In Smash, NBCs new musical drama series, Megan Hilty portrays Ivy Lynn,… (WILL HART/NBC )

When you get right down to it, “Smash’’ is not a single TV show, but two. And one of them has got to go.

So let’s play director, and approach it as if we need to choose between a pair of performers auditioning for the same role in a Broadway musical. Which, as it happens, is the main story line of the massively promoted “Smash,’’ premiering tonight at 10 on Channel 7.

You there, the “Smash’’ that’s awash in soapsuds and a tendency toward cliché? Feel free to exit, stage left, and take your glitzy packaging and your plot contrivances and your “Glee’’-style gimmicks with you.

But the other “Smash’’? The one that tries to capture the qualities that make theater special and explain why so many talented people devote their lives to it in the face of long odds and short money? The one that sheds some light on the inner workings of a weirdly compelling industry - the business of show - and on the creative process and quirky personalities at the heart of it all?

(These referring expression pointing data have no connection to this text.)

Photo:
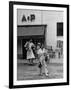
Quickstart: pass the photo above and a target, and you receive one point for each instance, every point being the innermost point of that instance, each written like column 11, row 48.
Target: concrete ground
column 25, row 71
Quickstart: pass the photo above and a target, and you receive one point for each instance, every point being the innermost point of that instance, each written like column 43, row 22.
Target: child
column 42, row 63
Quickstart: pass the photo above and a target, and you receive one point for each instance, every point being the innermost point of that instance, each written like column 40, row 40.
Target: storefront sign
column 31, row 18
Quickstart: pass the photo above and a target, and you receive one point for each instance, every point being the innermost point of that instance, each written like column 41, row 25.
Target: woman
column 42, row 64
column 30, row 54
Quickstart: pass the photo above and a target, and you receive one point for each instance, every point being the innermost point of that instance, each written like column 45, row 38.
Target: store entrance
column 27, row 32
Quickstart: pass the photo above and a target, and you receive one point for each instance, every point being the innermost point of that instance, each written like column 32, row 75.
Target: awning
column 30, row 31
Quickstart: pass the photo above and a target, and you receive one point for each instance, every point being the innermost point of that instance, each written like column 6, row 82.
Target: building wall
column 50, row 18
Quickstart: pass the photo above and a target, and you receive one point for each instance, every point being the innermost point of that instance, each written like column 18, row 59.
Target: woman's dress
column 30, row 54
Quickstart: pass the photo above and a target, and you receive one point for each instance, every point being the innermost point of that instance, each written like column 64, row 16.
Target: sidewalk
column 54, row 60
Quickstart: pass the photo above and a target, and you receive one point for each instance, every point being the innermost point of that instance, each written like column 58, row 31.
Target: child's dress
column 41, row 57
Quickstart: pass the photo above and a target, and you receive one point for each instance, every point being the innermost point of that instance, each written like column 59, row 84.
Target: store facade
column 38, row 25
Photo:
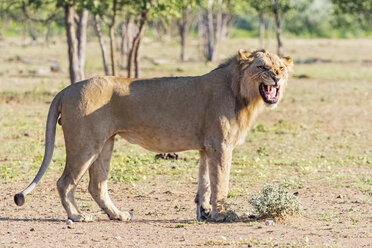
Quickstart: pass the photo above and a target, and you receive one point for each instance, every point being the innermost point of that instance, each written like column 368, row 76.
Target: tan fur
column 209, row 113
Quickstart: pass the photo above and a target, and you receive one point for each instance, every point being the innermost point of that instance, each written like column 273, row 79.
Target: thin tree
column 72, row 43
column 97, row 28
column 133, row 67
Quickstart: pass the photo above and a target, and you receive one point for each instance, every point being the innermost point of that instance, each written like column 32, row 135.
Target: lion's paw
column 122, row 216
column 81, row 218
column 203, row 212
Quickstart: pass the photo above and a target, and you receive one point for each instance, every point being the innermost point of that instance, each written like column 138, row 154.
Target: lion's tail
column 54, row 111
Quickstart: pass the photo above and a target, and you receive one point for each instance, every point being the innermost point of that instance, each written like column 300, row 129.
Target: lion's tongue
column 270, row 93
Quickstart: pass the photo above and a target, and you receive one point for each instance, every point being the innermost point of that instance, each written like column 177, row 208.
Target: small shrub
column 275, row 202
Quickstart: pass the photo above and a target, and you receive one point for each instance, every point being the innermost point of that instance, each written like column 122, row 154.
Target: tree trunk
column 82, row 40
column 133, row 70
column 128, row 29
column 218, row 22
column 98, row 30
column 269, row 33
column 72, row 44
column 262, row 28
column 201, row 32
column 210, row 32
column 278, row 29
column 112, row 39
column 183, row 29
column 123, row 43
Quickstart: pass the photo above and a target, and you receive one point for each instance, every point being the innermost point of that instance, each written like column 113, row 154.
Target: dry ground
column 317, row 143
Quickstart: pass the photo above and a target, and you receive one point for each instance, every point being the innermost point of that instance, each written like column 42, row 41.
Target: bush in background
column 275, row 202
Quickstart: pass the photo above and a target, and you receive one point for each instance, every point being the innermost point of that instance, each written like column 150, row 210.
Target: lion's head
column 263, row 74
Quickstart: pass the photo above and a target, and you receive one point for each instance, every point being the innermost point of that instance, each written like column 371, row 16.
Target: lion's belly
column 162, row 142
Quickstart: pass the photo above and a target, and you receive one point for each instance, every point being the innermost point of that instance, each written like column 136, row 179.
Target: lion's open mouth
column 269, row 93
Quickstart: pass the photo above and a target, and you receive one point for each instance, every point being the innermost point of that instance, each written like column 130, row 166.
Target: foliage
column 276, row 202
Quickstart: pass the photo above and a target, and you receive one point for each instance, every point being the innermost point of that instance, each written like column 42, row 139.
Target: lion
column 210, row 113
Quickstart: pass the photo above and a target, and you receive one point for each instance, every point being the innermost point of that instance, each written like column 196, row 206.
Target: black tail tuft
column 19, row 199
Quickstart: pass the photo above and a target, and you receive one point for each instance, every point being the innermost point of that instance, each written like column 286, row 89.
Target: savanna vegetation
column 317, row 144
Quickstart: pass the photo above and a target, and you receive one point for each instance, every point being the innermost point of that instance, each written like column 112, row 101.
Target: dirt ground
column 165, row 218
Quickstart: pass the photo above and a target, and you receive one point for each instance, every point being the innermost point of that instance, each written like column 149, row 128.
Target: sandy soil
column 164, row 217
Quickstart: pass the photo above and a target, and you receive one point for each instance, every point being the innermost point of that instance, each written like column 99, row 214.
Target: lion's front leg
column 203, row 196
column 219, row 163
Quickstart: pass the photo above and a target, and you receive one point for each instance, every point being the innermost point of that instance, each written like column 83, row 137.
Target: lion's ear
column 288, row 61
column 244, row 55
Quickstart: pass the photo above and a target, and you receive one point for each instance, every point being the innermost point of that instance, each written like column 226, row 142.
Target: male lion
column 209, row 113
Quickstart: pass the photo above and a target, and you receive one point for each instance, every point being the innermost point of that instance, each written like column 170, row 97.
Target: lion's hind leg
column 202, row 199
column 98, row 174
column 76, row 166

Ah, now we’re talking. That “Smash’’ deserves a callback.

So which “Smash’’ will prevail? A lot depends on series creator and executive producer Theresa Rebeck, a highly regarded playwright who wrote the first three episodes. (They were directed by Michael Mayer, who won a Tony Award for “Spring Awakening’’ and helmed the scorching Broadway production of “American Idiot’’ that came to Boston a couple of weeks ago.)

If Rebeck can resist pressure from ratings-starved NBC and try to keep “Smash’’ authentically rooted (or as authentic as network television can get) in the idiosyncratic particulars of musical theater, the show may deliver on its promise.

It provides a juicy showcase for the one and only Anjelica Huston (as an imposing but financially beleaguered producer) and gives the appealing Debra Messing a welcome return ticket to prime time, as a songwriter drawn back to Broadway while enmeshed in the struggle to adopt a baby.

Yet there are unsettling signals that “Smash’’ is not immune to the temptation to drift into predictable, generic, who-slept-with-whom story lines, or, like the aforementioned “Glee,’’ to use dialogue as not much more than a bridge to the next snappy production number.

Originally the brainchild of Steven Spielberg (who is an executive producer), “Smash’’ revolves around the attempt to create a Broadway musical about Marilyn Monroe - and to find the right performer to play her.